Calls For World Federalism In Final Godkin Lecture

NO WRITER ATTRIBUTED

Hymning the virtues of freedom and humanity Professor Charles E. Merriam last night voiced his conviction that "Whatever happened now, democracy is an ideal form of political association which can never die."

In the final Godkin lecture, the Chicago professor cried that "the ideals of freedom steal into the dreams of conquerors, and they wing their way above the battlefields, deadening the victors' shout." He avowed that "I am not terrified by the shoutings of Hitler or the boasts of Mussolini. They speak for a mood, but not for the heart of their peoples."

However, though democracy cannot perish ultimately, "long periods of suffering and frustration would be saved if the free states of the World could now drive forward to secure a free world."

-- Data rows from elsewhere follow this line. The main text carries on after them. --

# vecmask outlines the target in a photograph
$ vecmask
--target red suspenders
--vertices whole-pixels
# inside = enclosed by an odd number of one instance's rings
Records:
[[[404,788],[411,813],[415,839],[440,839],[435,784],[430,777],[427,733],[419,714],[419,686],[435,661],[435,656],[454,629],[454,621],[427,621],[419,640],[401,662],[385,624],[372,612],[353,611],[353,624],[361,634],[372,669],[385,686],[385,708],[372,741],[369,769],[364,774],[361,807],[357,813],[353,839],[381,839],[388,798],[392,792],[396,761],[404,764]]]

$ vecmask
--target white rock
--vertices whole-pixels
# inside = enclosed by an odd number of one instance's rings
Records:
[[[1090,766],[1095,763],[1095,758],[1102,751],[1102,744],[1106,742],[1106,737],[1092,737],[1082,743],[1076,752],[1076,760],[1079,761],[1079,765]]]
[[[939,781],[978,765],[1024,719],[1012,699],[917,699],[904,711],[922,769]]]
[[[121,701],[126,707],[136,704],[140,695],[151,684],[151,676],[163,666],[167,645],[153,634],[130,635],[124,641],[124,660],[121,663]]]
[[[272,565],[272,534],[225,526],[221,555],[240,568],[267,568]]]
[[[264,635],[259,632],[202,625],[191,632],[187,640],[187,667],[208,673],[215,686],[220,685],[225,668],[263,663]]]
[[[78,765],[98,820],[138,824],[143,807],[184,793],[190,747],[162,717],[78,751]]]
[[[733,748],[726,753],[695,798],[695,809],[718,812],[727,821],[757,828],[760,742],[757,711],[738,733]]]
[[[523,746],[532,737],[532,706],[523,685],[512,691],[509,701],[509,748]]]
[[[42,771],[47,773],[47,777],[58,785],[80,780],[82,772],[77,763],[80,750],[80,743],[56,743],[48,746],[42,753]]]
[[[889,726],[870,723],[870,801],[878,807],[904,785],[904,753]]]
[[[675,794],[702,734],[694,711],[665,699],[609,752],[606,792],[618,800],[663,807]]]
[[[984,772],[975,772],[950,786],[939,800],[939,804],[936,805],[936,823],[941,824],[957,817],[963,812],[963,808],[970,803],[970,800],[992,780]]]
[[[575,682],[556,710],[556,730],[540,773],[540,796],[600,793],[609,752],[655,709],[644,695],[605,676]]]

The first step must be the defeat of the aggressors; for "It takes many to make peace, but one alone may make war; and he may be stopped only by counter-war or force in some equivalent form." Nor should the United States hold aloof, for "isolation is not a national policy; it is a declaration of bankruptcy, leading to national suicide. Other nations have hoped that they would escape the doom of war by their good behavior, but the cemeteries are full of their crumbling relies."

In the post-war world, "the ultimate goal of democratic planning must be world-union," permitting each country and every people to share in a life "more full than even the prophets have ever dared to dream."